I recently worked on two different projects:
1: Face Mask Detection
2: Empty Reception Detection (checks to see if the reception is empty or not)
When i trained both the models, the avg loss i got was less than 0.4%. I used yolov3 Darknet for both of these.
When i ran face mask detection on live video feed (i.e. My Webcam) using “cv2.VideoCapture(0)”, the video was really smooth with good fps and the accuracy was also good.

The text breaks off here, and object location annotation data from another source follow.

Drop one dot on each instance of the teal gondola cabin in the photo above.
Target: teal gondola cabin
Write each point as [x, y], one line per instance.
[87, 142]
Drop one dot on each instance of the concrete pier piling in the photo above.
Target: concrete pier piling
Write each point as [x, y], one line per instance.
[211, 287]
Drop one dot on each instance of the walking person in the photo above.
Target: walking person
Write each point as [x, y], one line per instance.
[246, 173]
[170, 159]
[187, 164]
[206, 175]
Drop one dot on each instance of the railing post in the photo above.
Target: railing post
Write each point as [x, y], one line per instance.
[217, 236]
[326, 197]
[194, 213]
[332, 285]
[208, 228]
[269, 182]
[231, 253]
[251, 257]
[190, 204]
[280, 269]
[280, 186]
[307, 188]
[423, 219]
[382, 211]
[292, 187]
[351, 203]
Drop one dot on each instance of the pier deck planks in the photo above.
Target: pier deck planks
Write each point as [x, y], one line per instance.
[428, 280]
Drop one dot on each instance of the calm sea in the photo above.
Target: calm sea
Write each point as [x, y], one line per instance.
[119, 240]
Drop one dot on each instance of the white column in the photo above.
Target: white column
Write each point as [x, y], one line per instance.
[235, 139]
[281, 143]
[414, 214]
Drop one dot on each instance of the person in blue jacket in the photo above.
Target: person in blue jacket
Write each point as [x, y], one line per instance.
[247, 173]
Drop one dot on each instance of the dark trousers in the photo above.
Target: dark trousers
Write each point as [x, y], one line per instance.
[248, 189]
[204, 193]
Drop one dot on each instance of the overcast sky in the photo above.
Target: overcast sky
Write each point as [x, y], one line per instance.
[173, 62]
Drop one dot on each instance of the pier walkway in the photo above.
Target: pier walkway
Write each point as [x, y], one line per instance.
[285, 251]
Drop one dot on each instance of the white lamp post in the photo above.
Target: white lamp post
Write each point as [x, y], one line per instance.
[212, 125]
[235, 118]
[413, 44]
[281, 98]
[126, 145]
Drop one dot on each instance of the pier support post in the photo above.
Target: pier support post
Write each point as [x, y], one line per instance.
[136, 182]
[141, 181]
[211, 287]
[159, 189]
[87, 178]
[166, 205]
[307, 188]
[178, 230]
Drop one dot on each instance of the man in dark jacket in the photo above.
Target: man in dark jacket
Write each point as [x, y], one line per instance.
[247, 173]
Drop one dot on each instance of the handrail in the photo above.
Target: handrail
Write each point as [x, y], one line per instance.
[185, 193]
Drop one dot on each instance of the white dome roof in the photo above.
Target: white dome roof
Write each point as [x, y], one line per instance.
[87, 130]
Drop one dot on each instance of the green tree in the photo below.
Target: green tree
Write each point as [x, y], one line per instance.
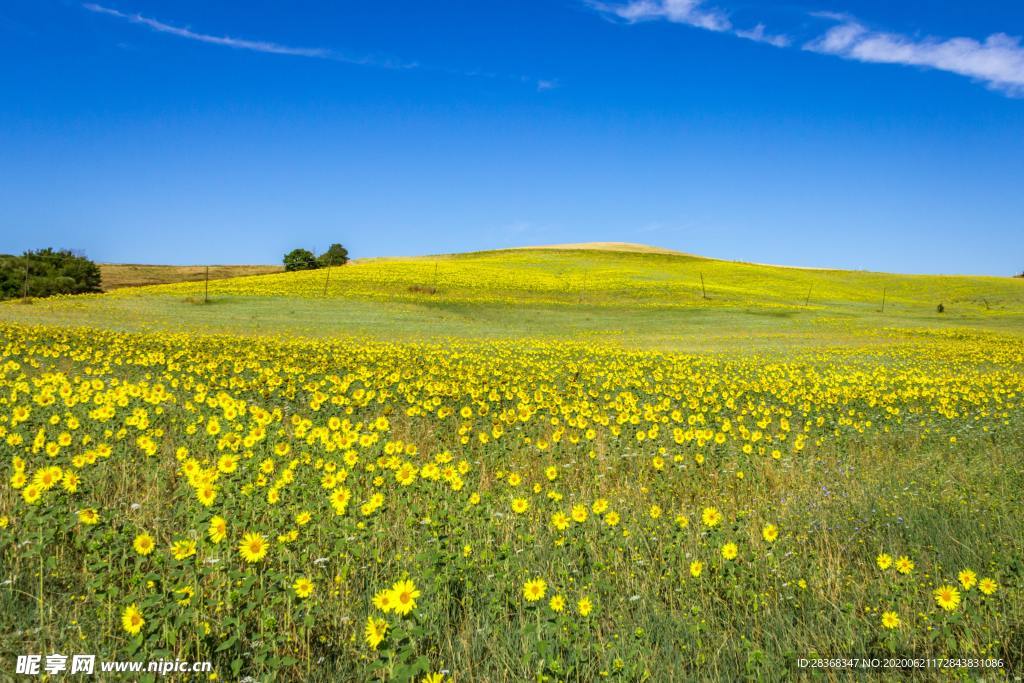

But when i ran my empty reception detection model on live video feed (using my webcam) and the same code, it gave me alot of lag in the video. The accuracy however is really good but the video is laggy and not enough frames. I tried the following two steps to solve it:
1: Used a higher quality webcam still no progress
2: Someone advised me to use yolov3_tiny as it may be light weight but the video still was very laggy.
Can someone please tell me what am i missing or doing wrong?
I was hoping i would get a smoother inference run.
The code that I’m using is =
import cv2
import numpy as np
net = cv2.dnn.readNet("yolov3_training_last.weights", "yolov3_testing.cfg")
classes = ["person"]
cap = cv2.VideoCapture(0)
layer_names = net.getLayerNames()
output_layers = [layer_names[i[0]-1] for i in net.getUnconnectedOutLayers()]
colors = np.random.uniform(0, 255, size=(len(classes), 3))
while cap.isOpened():
success, img = cap.read()
if not success:
print("Ignoring empty camera frame")
continue
height, width, channels = img.shape
blob = cv2.dnn.blobFromImage(img, 0.00392, (416, 416), (0, 0, 0), True, crop=False)
net.setInput(blob)
outs = net.forward(output_layers)
class_ids = []
confidences = []
boxes = []
for out in outs:
for detection in out:
scores = detection[5:]
class_id = np.argmax(scores)
confidence = scores[class_id]
if confidence > 0.3:
# Object detected
print(class_id)
center_x = int(detection[0] * width)
center_y = int(detection[1] * height)
w = int(detection[2] * width)
h = int(detection[3] * height)
# Rectangle coordinates
x = int(center_x - w / 2)
y = int(center_y - h / 2)
boxes.append([x, y, w, h])
confidences.append(float(confidence))
class_ids.append(class_id)
indexes = cv2.dnn.NMSBoxes(boxes, confidences, 0.5, 0.4)
font = cv2.FONT_HERSHEY_PLAIN
for i in range(len(boxes)):
if i in indexes:
x, y, w, h = boxes[i]
label = str(classes[class_ids[i]])
color = colors[class_ids[i]]
cv2.rectangle(img, (x, y), (x + w, y + h), color, 1)
cv2.putText(img, label, (x, y + 30), font, 1, color, 1)
cv2.imshow("Image", img)
if cv2.waitKey(1) & 0xFF == ord('q'):
break
cap.release()